Les figures féminines d’Aurélia, qui se confondent les unes dans les autres en mêlant instances maternelles et femme aimée, sont également pour le personnage des incarnations de la nature. Dès lors, leur disparition plonge l’univers dans le chaos.

La plus âgée me parlait avec une voix vibrante et mélodieuse que je reconnaissais pour l’avoir entendue dans l’enfance, et je ne sais ce qu’elle me disait qui me frappait par sa profonde justesse. Mais elle attira ma pensée sur moi-même, et je me vis vêtu d’un petit habit brun de forme ancienne, entièrement tissé à l’aiguille de fils ténus comme ceux des toiles d’araignées. Il était coquet, gracieux et imprégné de douces odeurs. Je me sentais tout rajeuni et tout pimpant dans ce vêtement qui sortait de leurs doigts de fée, et je les remerciai en rougissant, comme si je n’eusse été qu’un petit enfant devant de grandes belles dames. Alors l’une d’elles se leva et se dirigea vers le jardin. […]

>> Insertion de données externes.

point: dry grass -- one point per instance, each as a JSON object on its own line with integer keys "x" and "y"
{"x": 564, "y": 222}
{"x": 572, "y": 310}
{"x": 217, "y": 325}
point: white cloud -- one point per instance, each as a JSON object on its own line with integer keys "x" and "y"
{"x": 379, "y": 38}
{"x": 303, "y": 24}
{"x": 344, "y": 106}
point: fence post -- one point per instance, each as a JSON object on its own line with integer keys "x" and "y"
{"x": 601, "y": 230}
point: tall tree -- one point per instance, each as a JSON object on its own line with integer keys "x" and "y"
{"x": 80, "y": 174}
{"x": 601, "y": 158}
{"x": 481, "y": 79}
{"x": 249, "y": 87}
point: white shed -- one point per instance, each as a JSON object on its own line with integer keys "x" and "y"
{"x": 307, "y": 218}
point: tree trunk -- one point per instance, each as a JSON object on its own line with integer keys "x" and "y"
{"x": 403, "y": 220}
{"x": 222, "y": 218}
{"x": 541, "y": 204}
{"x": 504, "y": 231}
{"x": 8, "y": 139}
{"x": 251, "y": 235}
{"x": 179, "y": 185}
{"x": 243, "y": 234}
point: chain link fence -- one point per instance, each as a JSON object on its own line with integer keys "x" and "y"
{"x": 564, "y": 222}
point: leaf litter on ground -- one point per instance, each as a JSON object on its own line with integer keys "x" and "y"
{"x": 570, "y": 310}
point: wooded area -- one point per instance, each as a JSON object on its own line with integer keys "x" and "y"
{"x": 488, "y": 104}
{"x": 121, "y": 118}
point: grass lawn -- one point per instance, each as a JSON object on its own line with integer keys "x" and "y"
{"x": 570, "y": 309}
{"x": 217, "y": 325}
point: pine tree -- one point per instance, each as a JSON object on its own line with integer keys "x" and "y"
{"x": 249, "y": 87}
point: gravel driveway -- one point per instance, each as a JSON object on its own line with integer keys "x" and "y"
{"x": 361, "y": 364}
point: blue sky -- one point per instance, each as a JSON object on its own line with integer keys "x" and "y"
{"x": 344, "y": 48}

La dame que je suivais, développant sa taille élancée dans un mouvement qui faisait miroiter les plis de sa robe en taffetas changeant, entoura gracieusement de son bras nu une longue tige de rose trémière, puis elle se mit à grandir sous un clair rayon de lumière, de telle sorte que peu à peu le jardin prenait sa forme, et les parterres et les arbres devenaient les rosaces et les festons de ses vêtements ; tandis que sa figure et ses bras imprimaient leurs contours aux nuages pourprés du ciel. Je la perdais ainsi de vue à mesure qu’elle se transfigurait, car elle semblait s’évanouir dans sa propre grandeur. « Oh ! ne fuis pas ! m’écriai-je… car la nature meurt avec toi ! »

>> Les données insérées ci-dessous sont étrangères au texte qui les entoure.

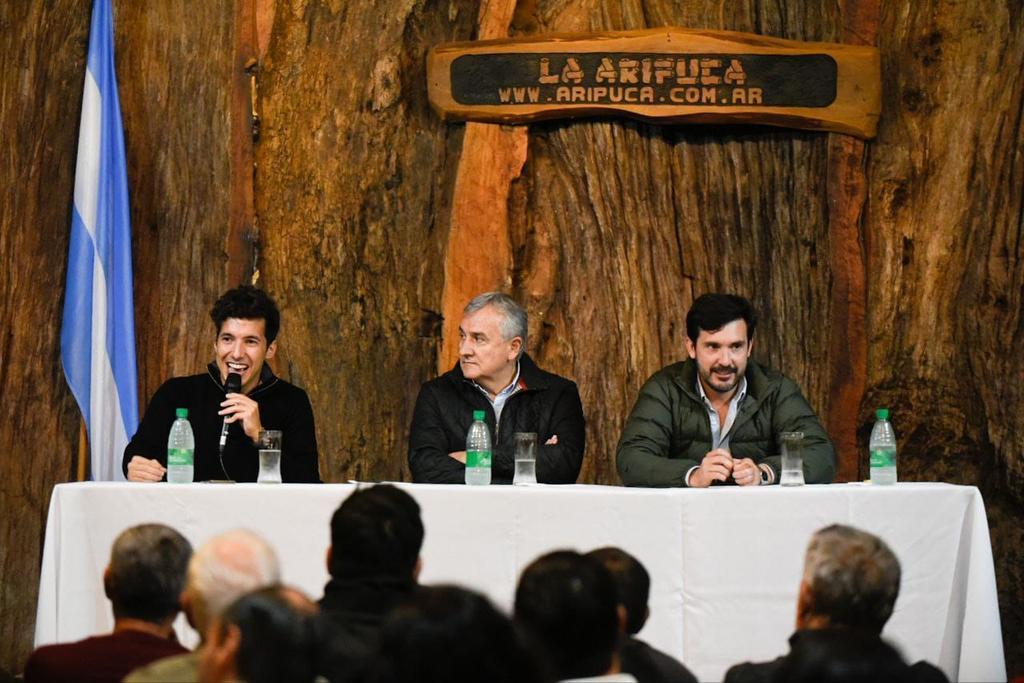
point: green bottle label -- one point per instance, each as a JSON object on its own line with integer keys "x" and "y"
{"x": 179, "y": 457}
{"x": 477, "y": 459}
{"x": 884, "y": 458}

Disant ces mots, je marchais péniblement à travers les ronces, comme pour saisir l’ombre agrandie qui m’échappait ; mais je me heurtai à un pan de mur dégradé, au pied duquel gisait un buste de femme. En le relevant, j’eus la persuasion que c’était le sien… Je reconnus des traits chéris, et, portant les yeux autour de moi, je vis que le jardin avait pris l’aspect d’un cimetière. Des voix disaient : « L’Univers est dans la nuit ! » […]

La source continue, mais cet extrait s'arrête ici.